Historians can also help to prevent the decay of online materials. As we talked about in a previous class, the roles of historian and archivist were once one and the same. In the digital age we should see the benefits of this model. Projects like the Internet Archive are attempting to save and catalogue all the material to be found on the web before it disappears but their task is ambitious. Ivor Tossell recently reported on the loss of Geocities in his article "On the Web, Forever has a Due Date"
and mentions that the Internet Archive is trying to salvage Geocities material before the sites are permanently erased from the internet. "Companies can promise a great many thing, and I'm willing to believe most of them," he writes. "But they can't promise to be there forever."

It is the not-for-profits and committed individuals who will need to pick up the information that companies leave behind as refuse. The practice of History has already changed; our research has been profoundly altered by the availability of primary and secondary source material online. But historians must see that they provide a public service, and in doing that, they must not only take from the web but give to it as well. In practicing and advocating for open access historians can make that connection between past and present all the more meaningful. And in seeing the benefits of the web we may be more aware of the need to preserve the online materials that the corporations like Yahoo! are failing to protect.

While the days of card catalogues are gone, the excitement and mystery of the chase has by no means evaporated. For instead of navigating gloomy stacks and hunting down that rare manuscript we are truly weaving a web: making connections to the public and to other scholars, to the primary sources we are working each day to save, to the past that we are seeking to interpret. How we think about ourselves is going to change, as it has changed throughout history with each wave of technical development. Nicholas Carr explains how we use new metaphors to talk about ourselves with the invention of technologies like the clock[3]. It is that shift in thinking that is slowly taking place.

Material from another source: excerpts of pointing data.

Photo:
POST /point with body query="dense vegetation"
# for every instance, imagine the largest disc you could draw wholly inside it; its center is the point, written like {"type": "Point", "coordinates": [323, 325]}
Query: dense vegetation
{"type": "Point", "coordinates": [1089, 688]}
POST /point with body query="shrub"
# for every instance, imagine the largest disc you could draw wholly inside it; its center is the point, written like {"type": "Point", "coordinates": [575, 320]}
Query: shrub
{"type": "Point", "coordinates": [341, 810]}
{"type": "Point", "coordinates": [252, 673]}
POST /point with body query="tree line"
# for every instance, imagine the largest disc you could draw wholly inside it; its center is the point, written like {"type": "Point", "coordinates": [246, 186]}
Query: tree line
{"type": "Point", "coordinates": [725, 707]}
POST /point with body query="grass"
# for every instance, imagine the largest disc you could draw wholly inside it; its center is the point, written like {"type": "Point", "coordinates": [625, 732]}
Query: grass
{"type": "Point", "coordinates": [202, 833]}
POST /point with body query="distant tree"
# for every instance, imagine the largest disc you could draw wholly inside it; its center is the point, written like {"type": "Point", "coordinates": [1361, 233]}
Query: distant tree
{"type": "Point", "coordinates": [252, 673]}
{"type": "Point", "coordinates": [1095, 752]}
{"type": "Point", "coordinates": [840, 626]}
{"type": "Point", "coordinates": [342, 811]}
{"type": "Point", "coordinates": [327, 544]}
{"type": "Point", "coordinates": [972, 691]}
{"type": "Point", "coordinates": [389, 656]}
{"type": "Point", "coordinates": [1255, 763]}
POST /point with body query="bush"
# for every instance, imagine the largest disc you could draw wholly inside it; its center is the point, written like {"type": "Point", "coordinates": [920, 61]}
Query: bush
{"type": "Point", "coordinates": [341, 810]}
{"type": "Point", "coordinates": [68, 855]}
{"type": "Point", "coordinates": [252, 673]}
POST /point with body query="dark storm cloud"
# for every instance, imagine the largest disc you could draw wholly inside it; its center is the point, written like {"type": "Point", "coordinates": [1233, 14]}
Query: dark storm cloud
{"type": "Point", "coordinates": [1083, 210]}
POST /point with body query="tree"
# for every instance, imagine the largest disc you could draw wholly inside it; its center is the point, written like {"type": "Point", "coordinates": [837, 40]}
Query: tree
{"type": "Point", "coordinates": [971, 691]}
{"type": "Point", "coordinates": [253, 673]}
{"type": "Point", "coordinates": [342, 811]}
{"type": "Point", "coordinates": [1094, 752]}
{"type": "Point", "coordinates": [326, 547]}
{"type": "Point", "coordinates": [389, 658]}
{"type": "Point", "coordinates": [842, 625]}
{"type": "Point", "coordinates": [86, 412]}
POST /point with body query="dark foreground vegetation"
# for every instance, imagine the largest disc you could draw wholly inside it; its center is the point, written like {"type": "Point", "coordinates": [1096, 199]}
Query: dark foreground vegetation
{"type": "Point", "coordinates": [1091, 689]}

At one point in Possession, Roland says to Maud, "Do you never have the sense that our metaphors eat up our world? I mean of course everything connects and connects- all the time- and I suppose one studies- I study- literature because all these connections seem both endlessly exciting and then in some sense dangerously powerful- as though we held a clue to the true nature of things?"[4]

The internet may seem like the answer to everything but it is only really the beginning of an endless search. We should not fear the loss of authority, for no one historian can have all the answers in light of so much discovery from age to age. The medium will change and so will the metaphors we use to make sense of our place in the world; the internet will be a key player in this shift. But rather than letting it "eat us up" it is possible for historians to take hold of it and use it as sustenance for a long future of endless archives and limitless opportunities.

[1] Roy Rosenzweig, "Can History be Open Source? Wikipedia and the Future of the Past," Journal of American History 93, no. 1 (Jun 2006): 117-146.
[2] Roy Rosenzweig, "The Road to Xanadu: Public and Private Pathways on the History Web,"
Journal of American History 88, no. 2 (Sep 2001): 548-579.
[3] Nicholas Carr, "Is Google Making Us Stupid? What the Internet is Doing to our Brains,"
The Atlantic (July/Aug 2008).
[4] A.S.
Byatt, Possession (London: Vintage Books, 1990), 253.